Equality of loss, or even a technical victory, does not imply equality of subsequent conditions. Brown had at the front all his available force; he had no reserves or depots upon which to draw. He had expended the last shot in the locker. Drummond not only had been receiving re-enforcements, absolutely small, yet considerable in proportion to the contending numbers, but he was continuing to receive them. Lundy's Lane was July 25; Chauncey did not take the lake until August 1, and it was the 5th when he came off Niagara, where he at once intercepted and drove ashore one of the British brigs, which was fired by her captain. He thus had immediate ocular demonstration of what had been going on in his absence; but it was already too late for the American squadron to turn the scales of war. If this could have been accomplished at all, it would have been by such intervention as in this instance; by injuring the enemy rather than by helping the friend. But this would have been possible only in the beginning. Brown felt himself unable longer to keep the field; and the army, now under General Ripley, withdrew the following day, July 26, to Fort Erie, where it proceeded to strengthen the work itself, and to develop a fortified line depending upon it, covering the angle of ground made by the shores of the Niagara River and Lake Erie. Brown was carried to Buffalo to recover of his wounds, which were not dangerous, though severe. He subsequently resumed chief command, but Scott was unable to serve again during the campaign. General Gaines was summoned from Sackett's Harbor, and on August 5 took charge at Fort Erie.

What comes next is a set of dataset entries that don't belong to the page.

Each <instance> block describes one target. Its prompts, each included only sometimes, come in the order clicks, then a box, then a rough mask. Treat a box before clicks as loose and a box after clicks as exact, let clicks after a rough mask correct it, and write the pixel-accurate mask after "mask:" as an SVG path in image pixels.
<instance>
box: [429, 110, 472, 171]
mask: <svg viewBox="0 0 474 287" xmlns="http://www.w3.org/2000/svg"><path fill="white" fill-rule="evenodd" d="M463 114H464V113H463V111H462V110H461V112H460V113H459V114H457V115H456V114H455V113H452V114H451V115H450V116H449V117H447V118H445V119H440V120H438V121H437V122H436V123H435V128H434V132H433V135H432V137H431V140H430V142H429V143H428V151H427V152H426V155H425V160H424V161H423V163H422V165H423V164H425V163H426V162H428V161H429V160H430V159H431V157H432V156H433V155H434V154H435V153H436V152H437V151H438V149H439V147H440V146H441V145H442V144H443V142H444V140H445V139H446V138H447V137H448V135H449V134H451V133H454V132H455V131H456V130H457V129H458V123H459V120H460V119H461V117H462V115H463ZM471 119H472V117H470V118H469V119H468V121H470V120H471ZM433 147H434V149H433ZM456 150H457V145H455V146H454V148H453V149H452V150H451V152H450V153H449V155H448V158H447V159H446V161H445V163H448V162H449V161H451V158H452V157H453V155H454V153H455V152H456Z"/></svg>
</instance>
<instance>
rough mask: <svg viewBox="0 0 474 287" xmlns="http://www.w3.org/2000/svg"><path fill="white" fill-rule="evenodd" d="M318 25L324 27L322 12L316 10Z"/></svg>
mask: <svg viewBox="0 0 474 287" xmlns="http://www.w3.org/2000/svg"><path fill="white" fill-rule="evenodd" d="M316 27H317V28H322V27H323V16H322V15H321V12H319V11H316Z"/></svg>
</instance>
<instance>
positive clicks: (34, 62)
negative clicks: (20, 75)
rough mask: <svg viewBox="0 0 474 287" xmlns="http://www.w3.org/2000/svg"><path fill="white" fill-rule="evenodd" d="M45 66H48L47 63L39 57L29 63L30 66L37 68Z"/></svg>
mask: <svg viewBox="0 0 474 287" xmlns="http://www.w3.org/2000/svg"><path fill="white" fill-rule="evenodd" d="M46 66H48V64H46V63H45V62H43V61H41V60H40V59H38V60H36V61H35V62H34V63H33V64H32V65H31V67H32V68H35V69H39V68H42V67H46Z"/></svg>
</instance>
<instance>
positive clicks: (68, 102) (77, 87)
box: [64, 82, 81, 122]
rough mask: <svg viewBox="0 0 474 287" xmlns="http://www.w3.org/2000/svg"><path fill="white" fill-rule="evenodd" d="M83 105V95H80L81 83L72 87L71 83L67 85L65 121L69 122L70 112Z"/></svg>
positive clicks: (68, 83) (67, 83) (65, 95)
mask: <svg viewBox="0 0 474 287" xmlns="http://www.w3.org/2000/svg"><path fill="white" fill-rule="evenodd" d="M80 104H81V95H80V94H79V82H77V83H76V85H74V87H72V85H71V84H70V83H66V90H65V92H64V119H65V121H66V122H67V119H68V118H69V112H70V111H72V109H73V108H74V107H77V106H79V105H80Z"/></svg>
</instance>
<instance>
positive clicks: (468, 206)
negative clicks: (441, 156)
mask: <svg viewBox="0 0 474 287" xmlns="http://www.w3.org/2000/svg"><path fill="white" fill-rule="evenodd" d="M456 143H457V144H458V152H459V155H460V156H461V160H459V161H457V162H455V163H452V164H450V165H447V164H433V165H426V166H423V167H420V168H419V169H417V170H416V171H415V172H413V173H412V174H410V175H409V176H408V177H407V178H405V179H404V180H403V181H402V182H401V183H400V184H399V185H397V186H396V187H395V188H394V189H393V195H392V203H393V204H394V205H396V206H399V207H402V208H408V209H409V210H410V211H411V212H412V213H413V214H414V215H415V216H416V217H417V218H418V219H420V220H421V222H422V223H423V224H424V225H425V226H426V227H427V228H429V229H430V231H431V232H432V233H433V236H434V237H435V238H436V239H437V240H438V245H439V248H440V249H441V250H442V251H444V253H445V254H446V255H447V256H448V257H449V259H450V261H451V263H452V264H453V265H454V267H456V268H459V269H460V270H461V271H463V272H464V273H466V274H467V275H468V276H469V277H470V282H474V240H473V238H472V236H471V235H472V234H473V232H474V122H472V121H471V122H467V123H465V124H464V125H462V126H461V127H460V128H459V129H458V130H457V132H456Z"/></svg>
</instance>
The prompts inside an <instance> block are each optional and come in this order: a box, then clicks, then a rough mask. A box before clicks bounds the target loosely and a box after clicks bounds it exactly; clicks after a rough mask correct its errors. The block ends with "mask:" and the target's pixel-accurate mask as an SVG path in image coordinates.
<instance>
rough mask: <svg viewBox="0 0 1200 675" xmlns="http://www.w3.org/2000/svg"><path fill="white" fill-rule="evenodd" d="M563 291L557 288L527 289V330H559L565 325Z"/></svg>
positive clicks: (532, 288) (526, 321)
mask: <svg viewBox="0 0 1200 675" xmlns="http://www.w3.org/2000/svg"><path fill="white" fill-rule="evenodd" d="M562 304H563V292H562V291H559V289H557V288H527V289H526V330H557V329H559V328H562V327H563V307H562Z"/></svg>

From this time the operations on either side were limited to the effort to take or to hold this position. Drummond's experience at Lundy's Lane, and the extent of his loss, made him cautious in pursuit; and time was yielded to the enemy to make good their entrenchment. On the early morning of August 15 the British assaulted, and were repelled with fifty-seven killed, three hundred and nine wounded, and five hundred and thirty-nine missing.[323] The Americans, covered by their works, reported a loss of less than one hundred. "I am now reduced to a most unpleasant predicament with regard to force," wrote Drummond to Prevost.[324] "I have ordered the 6th and 82d from York to this frontier. I had intended to order another regiment from Kingston, but from the badness of the roads since the recent rains I could not calculate upon their arrival here before our squadron will be able to take the lake, and as even at present the diminution of stores and provisions is beginning to be felt, I intreat your excellency will impress upon the Commodore the necessity of conveying to this division, the very moment the squadron can leave harbor, a full supply of each, as well as a re-enforcement of troops."